Sauce for the goose and gander in biotech
May 9th, 2007 by
David E. Williams of the Health business blog
“What’s sauce for the goose is sauce for the gander,” the old expression goes. In other words, what’s good enough for one person should be good enough for another.
How does this apply in biotech and the ongoing debate on biogenerics?
The biotech industry has lately made the following contentions:
- We don’t mind generic competition, but generic companies should have to conduct full-blown clinical trials before introducing their products to the market because how else can we be sure their products are therapeutically equivalent?
- Follow-on products should be considered as “bio-similars,” not directly substitutable for the original product, because the follow-on product will never be exactly the same as the original product
If the biotech industry were to apply those same principles to itself, they’d have some serious problems:
- When a biotech company changes its manufacturing process, it just runs a bioequivalence study with a limited number of patients and limited cost. Why should a generic company need to do more than that for its new process? Or are biotech companies prepared to redo all their clinical work when they make a major change in the production process?
- As a representative of an analytical testing company told me yesterday, his company’s methods often detect significant differences from one batch to the next of the same biotech product. So is the industry saying that its own products should also be considered “bio-similars” or that physicians should write a prescription for a specific batch rather than a specific product?
Like I said yesterday (Credibility and prosperity in biotech)
You shouldn’t exaggerate the truth to get your point across. It could come back to bite you.
The truth should be good enough.
Posted in Economics, Pharma, Policy and politics, Technology |
3 Comments »

May 14th, 2007 at 12:37 pm
[...] David Williams in the Health Business Blog has another commentary on the need for unvarnished truthfulness in biotechnology. The examples he uses are germane to the debate about generic biotech drugs. In particular, biotech firms contend that different manufacturing processes produce different molecules, so that generic biotech drugs should undergo full-scale clinical trials. So then why do biotech firms only do limited bioequivalence studies when they switch their manufacturing processes?
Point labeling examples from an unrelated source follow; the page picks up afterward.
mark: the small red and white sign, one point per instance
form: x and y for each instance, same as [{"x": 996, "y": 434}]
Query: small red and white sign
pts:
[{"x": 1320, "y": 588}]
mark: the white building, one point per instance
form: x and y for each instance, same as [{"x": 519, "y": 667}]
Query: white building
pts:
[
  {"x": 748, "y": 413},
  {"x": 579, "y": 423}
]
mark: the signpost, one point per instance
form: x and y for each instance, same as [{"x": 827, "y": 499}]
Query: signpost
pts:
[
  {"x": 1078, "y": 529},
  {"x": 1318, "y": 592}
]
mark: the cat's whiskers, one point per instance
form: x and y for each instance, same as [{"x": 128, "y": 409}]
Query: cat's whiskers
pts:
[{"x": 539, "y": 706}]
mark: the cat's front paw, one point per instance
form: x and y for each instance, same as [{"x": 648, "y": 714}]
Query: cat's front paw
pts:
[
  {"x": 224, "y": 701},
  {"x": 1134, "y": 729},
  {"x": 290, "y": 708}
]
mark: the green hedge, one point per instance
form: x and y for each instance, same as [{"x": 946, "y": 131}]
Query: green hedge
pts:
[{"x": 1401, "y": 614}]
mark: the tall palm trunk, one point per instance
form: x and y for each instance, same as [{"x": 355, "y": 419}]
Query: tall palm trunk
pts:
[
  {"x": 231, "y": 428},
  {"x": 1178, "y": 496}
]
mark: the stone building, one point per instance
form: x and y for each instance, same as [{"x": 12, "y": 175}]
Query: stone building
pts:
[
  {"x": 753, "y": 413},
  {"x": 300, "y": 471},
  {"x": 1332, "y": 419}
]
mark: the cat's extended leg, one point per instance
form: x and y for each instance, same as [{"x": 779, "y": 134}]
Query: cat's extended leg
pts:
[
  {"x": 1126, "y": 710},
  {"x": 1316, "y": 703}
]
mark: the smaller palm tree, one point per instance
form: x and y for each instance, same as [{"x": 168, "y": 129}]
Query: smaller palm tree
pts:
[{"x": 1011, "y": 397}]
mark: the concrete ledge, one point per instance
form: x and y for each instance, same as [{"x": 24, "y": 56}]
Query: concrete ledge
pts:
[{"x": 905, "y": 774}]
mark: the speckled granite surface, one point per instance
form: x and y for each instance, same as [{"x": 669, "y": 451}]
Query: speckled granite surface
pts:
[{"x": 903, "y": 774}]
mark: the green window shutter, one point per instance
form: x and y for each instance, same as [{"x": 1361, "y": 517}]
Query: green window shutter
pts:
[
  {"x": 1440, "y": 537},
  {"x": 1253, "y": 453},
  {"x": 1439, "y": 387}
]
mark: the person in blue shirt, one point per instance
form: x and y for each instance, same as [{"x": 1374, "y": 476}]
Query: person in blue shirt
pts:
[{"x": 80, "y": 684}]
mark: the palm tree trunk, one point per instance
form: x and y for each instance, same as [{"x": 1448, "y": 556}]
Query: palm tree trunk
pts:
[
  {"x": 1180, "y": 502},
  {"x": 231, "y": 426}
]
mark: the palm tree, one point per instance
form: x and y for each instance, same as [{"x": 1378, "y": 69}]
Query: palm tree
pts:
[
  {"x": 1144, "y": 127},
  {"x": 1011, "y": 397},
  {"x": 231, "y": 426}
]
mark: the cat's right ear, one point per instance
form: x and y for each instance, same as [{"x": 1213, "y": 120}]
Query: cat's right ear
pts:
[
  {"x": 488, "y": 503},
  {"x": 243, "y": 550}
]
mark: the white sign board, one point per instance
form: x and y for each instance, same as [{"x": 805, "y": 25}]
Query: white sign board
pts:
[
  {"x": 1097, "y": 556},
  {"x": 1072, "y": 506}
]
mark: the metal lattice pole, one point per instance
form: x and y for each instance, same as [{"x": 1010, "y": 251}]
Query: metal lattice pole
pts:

And since these firms often find batch-to-batch variation in their own products, should each batch undergo separate clinical trials? [...]
June 6th, 2007 at 8:15 pm
[...] That sounds very reasonable, until you realize that requiring full-blown clinical trials, and then also insisting that such generics not be considered fully substitutable, would be enough to prevent a biogeneric industry from emerging. As I’ve written, the industry doesn’t like to admit that its own products aren’t necessarily identical from batch to batch. Plus, when they make process changes they just do bioequivalence studies, not full phase III trials. That should be good enough for generic companies, too. (Though I actually think Genentech should be allowed to keep its post-patent monopoly, albeit at a regulated price.) [...]
February 17th, 2008 at 9:06 am
Hi David.
Like the rest of the world, I am also looking at the biogenerics scenario that is playing itself out in the US.
I think your post rather bluntly puts the right message across. “Physicians should write a prescription for a specific batch rather than a specific product?”
Unfortunately, investors including Angel and Devil ones have had their work cut out in biotech companies. They thought complexity would deter others from delving into the Myozymes.
If what the Congress wants could really be put into action, then biotech firms would lose their so called ‘perpetual’ advantage.
That’s what is bugging them so much and mind you, they would go to all lengths to protect them! A friendly administration could cut them some slack. Is the current government inclined to do it?